Numbers are often allocated to the values of nominal variables for coding purposes (e.g., to save space). However, no meaningful calculations can be made with these numbers. For instance, if we allocate \(1\) to "male" and \(2\) to "female", how should \(2 - 1 = 1\) be interpreted in a meaningful way?

1.4.1.2 Ordinal variables

Ordinal variables take values which can be brought into a meaningful natural order, as is the case with the variable alcohol consumption with the values "daily", "weekly" and "seldom/never". In Medicine, variables like the stage of a disease or the perception of pain (with different pre-defined levels of intensity) are ordinal.

Numbers are also allocated to the values of ordinal variables for coding purposes, and it is obvious that the numbers must then reflect the order between the categories (e.g., \(1\) for "seldom/never", \(2\) for "weekly" and \(3\) for "daily" in the variable "alcohol consumption"). In general, differences between these numbers have no meaningful interpretation either.

1.4.2. Quantitative variables

For a variable to be quantitative, its values must be of a numerical nature. Examples of quantitative variables are body height, age or the number of children in a family. Quantitative variables are divided into discrete and continuous variables.

1.4.2.1 Quantitative discrete variables

Discrete quantitative variables only take certain numerical values. For example the variable "number of children in a household" can only take the values \(0, 1, 2, ...,\) etc. (notice that the observational units are households in this case). Other examples are the number of physician's visits in the last \(12\) months or the number of healthy teeth if the observational units are persons. The values of quantitative discrete variables are typically assessed by counting.

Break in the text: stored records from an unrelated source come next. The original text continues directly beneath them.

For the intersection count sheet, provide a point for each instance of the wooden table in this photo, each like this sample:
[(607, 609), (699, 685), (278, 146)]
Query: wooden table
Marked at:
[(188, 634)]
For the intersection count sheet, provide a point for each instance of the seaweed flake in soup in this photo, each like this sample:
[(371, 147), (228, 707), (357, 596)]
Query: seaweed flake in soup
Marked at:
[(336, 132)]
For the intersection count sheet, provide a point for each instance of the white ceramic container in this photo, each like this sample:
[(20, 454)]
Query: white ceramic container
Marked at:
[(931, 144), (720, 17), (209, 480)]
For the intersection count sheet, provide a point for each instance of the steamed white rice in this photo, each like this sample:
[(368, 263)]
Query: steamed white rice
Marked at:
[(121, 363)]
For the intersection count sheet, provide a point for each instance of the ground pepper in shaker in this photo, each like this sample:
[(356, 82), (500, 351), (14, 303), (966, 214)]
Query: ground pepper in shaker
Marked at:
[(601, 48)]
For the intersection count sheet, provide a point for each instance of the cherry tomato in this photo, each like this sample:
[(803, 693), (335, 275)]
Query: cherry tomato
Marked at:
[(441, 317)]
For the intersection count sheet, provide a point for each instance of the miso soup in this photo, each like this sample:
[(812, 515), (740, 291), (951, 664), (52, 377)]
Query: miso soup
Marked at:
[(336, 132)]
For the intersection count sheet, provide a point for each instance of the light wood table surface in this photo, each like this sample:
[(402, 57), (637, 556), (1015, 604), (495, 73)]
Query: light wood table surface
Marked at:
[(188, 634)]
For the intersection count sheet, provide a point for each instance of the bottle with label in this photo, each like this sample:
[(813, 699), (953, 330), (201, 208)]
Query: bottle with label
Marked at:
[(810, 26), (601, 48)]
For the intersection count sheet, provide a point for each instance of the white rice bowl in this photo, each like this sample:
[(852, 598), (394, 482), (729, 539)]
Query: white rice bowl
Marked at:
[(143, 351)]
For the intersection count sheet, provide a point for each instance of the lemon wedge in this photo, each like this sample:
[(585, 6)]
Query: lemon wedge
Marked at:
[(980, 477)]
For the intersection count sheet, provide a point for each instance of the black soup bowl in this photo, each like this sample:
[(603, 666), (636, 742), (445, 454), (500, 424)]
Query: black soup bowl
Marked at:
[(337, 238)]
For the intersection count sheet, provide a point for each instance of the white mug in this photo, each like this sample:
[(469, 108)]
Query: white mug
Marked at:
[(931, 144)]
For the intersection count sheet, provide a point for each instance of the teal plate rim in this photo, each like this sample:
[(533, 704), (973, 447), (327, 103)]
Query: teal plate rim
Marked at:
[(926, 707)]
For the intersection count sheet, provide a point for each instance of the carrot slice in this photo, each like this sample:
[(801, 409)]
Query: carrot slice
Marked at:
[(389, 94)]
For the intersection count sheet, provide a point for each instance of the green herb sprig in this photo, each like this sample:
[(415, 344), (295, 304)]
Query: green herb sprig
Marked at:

In general variables which only possess a finite number of values are called discrete. This is why basically all qualitative variables are discrete. The so-called "Visual Analogue Scales" are an exception and will be shortly introduced at the end of this chapter.

1.4.2.2 Continuous data

Variables are called "continuous" if their values can, in principle, be measured at any degree of accuracy. A typical example of a continuous variable is body height, which could be measured with increasing accuracy in \(cm\), \(mm\), \(\mu m\), ... . The values of continuous variables are always obtained by measurements.

When analysing and interpreting data, discrete variables with a large number of values are often treated as if they were continuous (e.g. the number of leukocytes).

With continuous data, we additionally distinguish between interval- and rational-scaled variables. Body temperature is a typical example of an interval-scaled variable, as it has no meaningful zero-point, and ratios between body temperatures (e.g., \(38^{\circ} / 37^{\circ} = 1.027\)) cannot be interpreted meaningfully. A typical rational-scaled variable is body height. In this case we have an absolute zero-point and ratios can be interpreted. For instance, if a child has grown from \(1.6 m\) to \(1.7 m\) in one year, the ratio equals \(1.7/1.6 = 1.0625\) and one can say that the child's height increased by \(6.25\%\).

Table 1.2: Summary of the types of variables
Type Definition
nominal (qualitative) Values of nominal variables define categories without a natural order
ordinal (qualitative) Yalues of ordinal variables define categories with a natural order
discrete quantitative values of discrete quantitative variables have a quantitative meaning and their number is finite.
continuous (quantitative) Values of continuous variables can, in principle, take any value in a given interval on a numerical scale

You may now first open the applet "Grouping variables 1" and then the applet "Grouping variables 2" to test whether you are able to assign variables correctly to the four different types.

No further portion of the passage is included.